Le Kenya s’offre une nouvelle ligne de chemin de fer, mais à quel prix ?


La ligne ferroviaire reliant Mombasa à Nairobi, le Madaraka Express
Le coût de construction de la nouvelle ligne de chemin de fer fait polémique au Kenya.

News Kenya – Le 31 mai 2017, le gouvernement kényan a inauguré la ligne ferroviaire reliant Mombasa à Nairobi. Le Madaraka Express, est le plus grand projet d’infrastructure depuis l’indépendance du pays en 1963.

Cette ligne prévue tant pour le transport des passagers que pour celui des marchandises vise à faciliter l’accès au plus grand port d’Afrique de l’Est (Mombasa) depuis la capitale Nairobi et à réduire la durée de trajet ainsi que les coûts de production.

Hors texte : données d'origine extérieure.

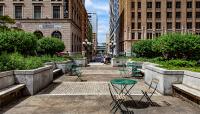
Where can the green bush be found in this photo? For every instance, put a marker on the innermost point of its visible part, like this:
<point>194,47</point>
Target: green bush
<point>178,46</point>
<point>16,61</point>
<point>144,49</point>
<point>18,41</point>
<point>50,45</point>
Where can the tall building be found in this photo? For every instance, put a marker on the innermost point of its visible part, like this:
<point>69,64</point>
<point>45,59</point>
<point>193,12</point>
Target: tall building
<point>64,19</point>
<point>94,21</point>
<point>114,25</point>
<point>147,19</point>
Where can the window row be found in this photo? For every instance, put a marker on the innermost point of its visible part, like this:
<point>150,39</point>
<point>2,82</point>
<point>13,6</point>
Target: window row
<point>169,25</point>
<point>169,15</point>
<point>37,12</point>
<point>169,4</point>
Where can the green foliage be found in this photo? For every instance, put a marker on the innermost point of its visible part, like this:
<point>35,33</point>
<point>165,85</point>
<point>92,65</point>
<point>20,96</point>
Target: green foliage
<point>16,41</point>
<point>49,58</point>
<point>178,46</point>
<point>50,45</point>
<point>16,61</point>
<point>144,49</point>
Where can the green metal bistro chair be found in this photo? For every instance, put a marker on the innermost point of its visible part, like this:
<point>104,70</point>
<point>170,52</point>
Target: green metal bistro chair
<point>149,92</point>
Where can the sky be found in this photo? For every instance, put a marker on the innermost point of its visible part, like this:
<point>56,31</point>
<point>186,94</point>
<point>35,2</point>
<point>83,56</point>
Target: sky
<point>101,7</point>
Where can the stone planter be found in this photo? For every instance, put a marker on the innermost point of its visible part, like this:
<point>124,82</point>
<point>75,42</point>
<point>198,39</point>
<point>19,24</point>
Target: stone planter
<point>35,80</point>
<point>63,65</point>
<point>6,79</point>
<point>81,62</point>
<point>166,78</point>
<point>192,79</point>
<point>115,62</point>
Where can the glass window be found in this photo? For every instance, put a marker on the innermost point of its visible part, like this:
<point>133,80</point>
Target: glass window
<point>56,12</point>
<point>169,4</point>
<point>178,4</point>
<point>158,4</point>
<point>37,12</point>
<point>189,4</point>
<point>18,12</point>
<point>149,4</point>
<point>1,10</point>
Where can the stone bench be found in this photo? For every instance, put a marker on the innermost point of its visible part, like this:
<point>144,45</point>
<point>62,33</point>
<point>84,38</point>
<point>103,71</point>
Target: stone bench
<point>9,90</point>
<point>186,92</point>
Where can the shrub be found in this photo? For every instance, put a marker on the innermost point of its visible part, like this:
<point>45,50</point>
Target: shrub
<point>11,41</point>
<point>144,49</point>
<point>178,46</point>
<point>16,61</point>
<point>50,45</point>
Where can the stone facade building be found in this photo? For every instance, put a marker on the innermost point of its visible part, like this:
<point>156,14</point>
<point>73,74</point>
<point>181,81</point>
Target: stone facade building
<point>147,19</point>
<point>64,19</point>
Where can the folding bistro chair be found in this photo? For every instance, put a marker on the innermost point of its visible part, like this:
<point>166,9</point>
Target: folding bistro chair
<point>117,103</point>
<point>149,92</point>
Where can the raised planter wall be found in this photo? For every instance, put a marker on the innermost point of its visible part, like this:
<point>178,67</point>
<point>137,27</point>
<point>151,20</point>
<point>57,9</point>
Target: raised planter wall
<point>6,79</point>
<point>166,78</point>
<point>115,62</point>
<point>63,65</point>
<point>192,79</point>
<point>35,80</point>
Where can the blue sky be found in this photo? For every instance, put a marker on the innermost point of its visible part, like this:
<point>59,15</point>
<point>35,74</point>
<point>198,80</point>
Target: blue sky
<point>101,7</point>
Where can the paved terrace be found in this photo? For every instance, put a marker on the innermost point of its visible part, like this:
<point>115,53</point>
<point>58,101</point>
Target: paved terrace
<point>65,96</point>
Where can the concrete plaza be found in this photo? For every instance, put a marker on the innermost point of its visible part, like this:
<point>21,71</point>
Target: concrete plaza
<point>65,96</point>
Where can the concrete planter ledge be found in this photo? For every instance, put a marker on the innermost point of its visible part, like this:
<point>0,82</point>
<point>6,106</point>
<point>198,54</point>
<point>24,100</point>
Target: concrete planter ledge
<point>192,79</point>
<point>157,69</point>
<point>34,71</point>
<point>6,73</point>
<point>166,77</point>
<point>35,80</point>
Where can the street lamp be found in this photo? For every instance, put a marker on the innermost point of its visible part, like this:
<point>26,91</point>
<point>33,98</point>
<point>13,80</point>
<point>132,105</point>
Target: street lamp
<point>112,46</point>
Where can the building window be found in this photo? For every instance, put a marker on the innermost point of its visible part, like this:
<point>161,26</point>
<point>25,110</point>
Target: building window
<point>197,14</point>
<point>158,4</point>
<point>149,35</point>
<point>139,15</point>
<point>178,4</point>
<point>197,25</point>
<point>169,15</point>
<point>56,12</point>
<point>149,14</point>
<point>1,10</point>
<point>149,25</point>
<point>158,15</point>
<point>189,4</point>
<point>133,26</point>
<point>178,25</point>
<point>18,12</point>
<point>189,14</point>
<point>133,15</point>
<point>178,15</point>
<point>38,34</point>
<point>132,5</point>
<point>149,4</point>
<point>189,25</point>
<point>158,25</point>
<point>139,5</point>
<point>158,35</point>
<point>169,4</point>
<point>57,34</point>
<point>169,25</point>
<point>139,25</point>
<point>37,12</point>
<point>139,35</point>
<point>133,36</point>
<point>198,4</point>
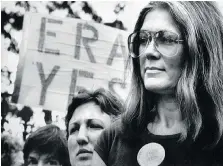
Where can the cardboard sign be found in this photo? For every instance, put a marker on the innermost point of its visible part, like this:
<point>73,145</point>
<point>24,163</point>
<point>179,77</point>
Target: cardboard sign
<point>59,56</point>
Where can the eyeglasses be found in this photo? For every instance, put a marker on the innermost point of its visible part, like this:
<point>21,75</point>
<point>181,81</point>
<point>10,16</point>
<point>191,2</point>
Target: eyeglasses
<point>167,43</point>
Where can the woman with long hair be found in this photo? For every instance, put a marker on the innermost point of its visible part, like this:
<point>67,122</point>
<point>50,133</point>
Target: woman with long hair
<point>174,115</point>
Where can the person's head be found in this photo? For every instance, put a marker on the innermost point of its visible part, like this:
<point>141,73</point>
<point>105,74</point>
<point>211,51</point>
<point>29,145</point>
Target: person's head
<point>11,151</point>
<point>46,146</point>
<point>87,116</point>
<point>176,49</point>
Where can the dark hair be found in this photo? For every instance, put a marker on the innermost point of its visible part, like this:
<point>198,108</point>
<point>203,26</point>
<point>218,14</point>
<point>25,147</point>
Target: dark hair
<point>48,140</point>
<point>199,90</point>
<point>9,145</point>
<point>108,103</point>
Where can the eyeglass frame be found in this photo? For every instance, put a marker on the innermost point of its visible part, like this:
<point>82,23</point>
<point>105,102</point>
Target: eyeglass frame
<point>152,34</point>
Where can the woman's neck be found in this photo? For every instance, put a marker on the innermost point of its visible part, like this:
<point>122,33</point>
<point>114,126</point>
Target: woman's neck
<point>168,120</point>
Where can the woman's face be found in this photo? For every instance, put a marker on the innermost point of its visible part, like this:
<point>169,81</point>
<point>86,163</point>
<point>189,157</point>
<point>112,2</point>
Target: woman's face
<point>85,126</point>
<point>160,73</point>
<point>37,159</point>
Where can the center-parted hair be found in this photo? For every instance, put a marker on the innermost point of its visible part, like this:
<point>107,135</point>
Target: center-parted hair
<point>109,103</point>
<point>49,140</point>
<point>199,90</point>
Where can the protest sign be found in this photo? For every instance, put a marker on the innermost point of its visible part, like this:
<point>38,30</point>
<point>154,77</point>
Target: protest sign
<point>59,56</point>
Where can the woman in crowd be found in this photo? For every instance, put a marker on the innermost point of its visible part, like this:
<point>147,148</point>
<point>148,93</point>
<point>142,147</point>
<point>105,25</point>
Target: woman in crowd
<point>47,146</point>
<point>175,113</point>
<point>11,151</point>
<point>87,116</point>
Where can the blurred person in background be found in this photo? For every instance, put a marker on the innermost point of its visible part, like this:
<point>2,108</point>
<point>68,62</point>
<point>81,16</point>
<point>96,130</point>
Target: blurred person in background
<point>47,146</point>
<point>88,115</point>
<point>175,113</point>
<point>11,151</point>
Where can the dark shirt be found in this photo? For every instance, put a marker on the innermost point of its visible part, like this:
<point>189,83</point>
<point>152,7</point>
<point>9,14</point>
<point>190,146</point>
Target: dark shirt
<point>116,149</point>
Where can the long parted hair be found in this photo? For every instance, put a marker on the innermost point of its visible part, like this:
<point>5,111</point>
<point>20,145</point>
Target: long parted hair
<point>199,90</point>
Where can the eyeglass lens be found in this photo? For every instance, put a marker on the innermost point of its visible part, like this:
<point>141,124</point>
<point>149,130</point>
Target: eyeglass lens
<point>165,42</point>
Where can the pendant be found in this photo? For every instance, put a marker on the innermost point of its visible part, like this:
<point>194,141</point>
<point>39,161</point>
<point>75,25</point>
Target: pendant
<point>151,154</point>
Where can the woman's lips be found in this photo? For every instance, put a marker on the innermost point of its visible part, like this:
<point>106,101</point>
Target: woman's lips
<point>84,152</point>
<point>153,70</point>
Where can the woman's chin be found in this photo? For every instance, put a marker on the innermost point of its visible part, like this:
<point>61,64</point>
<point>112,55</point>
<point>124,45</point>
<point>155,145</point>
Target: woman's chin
<point>159,88</point>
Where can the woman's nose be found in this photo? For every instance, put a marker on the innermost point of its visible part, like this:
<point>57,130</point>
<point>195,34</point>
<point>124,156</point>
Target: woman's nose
<point>82,137</point>
<point>151,51</point>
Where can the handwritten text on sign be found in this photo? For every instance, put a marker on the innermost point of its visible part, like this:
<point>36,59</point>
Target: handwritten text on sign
<point>61,56</point>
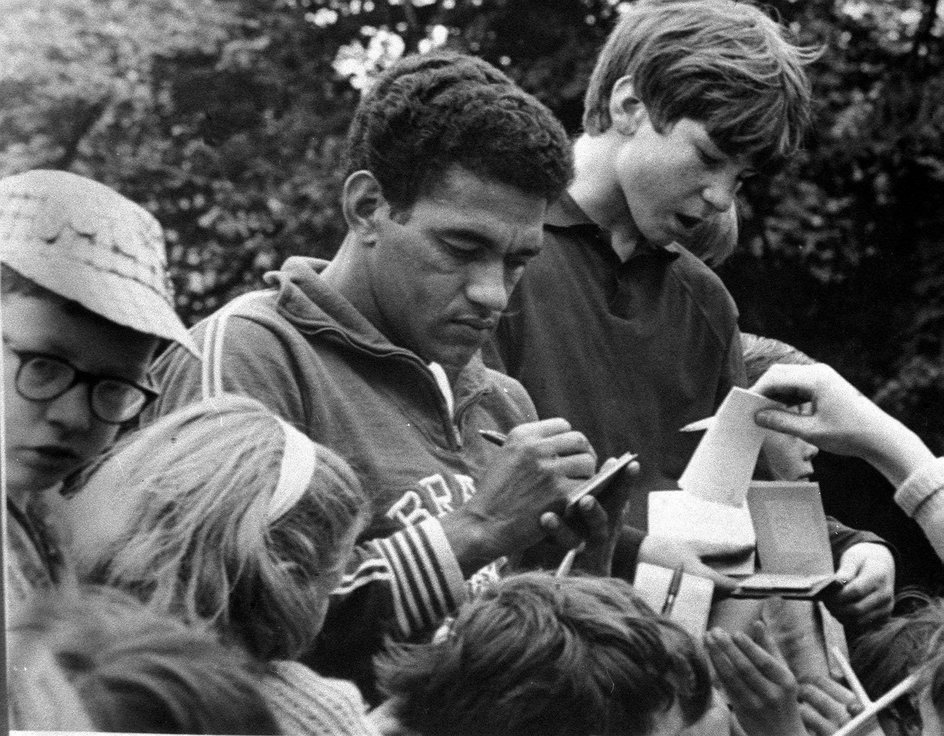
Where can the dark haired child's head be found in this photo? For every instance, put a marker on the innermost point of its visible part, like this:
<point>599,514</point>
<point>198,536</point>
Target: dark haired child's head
<point>783,456</point>
<point>431,113</point>
<point>720,63</point>
<point>535,654</point>
<point>86,302</point>
<point>223,513</point>
<point>883,657</point>
<point>97,660</point>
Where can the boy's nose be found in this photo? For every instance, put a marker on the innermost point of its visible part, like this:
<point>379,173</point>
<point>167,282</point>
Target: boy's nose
<point>720,194</point>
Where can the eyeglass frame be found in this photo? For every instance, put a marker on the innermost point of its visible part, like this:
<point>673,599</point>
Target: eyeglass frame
<point>92,380</point>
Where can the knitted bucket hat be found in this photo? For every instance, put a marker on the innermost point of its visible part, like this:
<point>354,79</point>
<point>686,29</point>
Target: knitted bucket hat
<point>87,243</point>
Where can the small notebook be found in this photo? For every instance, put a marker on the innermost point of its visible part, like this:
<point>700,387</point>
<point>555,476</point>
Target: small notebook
<point>793,553</point>
<point>692,602</point>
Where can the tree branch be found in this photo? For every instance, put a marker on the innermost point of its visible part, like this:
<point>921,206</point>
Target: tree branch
<point>923,32</point>
<point>92,115</point>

Le coût de la construction des 472 km de voies est estimé à 2,8 milliards d’euros financés majoritairement (90%) par China Exim Bank et les 10% restants ont été pris en charge par le gouvernement kenyan. La construction de la ligne ferroviaire a été octroyée à la société China Road and Bridge Corporation. Cette dernière est une filiale de China Communications Construction Co. Toutefois, le coût du projet est contesté et estimé beaucoup trop élevé.

Il aurait coûté deux fois plus cher que la ligne ferroviaire entre Djibouti et l’Éthiopie, qui a également été construite par les Chinois. Malgré les retours sur investissement escomptés par le projet, il s’agit tout de même d’un prêt concessionnaire de 20 ans à un taux d’intérêt de 2% à rembourser par les générations futures.

De la pression sur les finances publiques à la menace sur la gestion durable des réserves naturelles

Outre les accusations de corruption qui ont été soulevées dans la réalisation du projet, l’impact environnemental du projet est non négligeable. Le Madaraka Express traverse deux parcs nationaux qui ambitionnent de devenir des sites d’attraction importants. Cependant, le passage du train perturbe la circulation des animaux.

Malgré les mesures prises dans la conception du train afin de tracer des corridors pour les animaux, des dégâts ont été constatés déjà lors de la construction de l’infrastructure.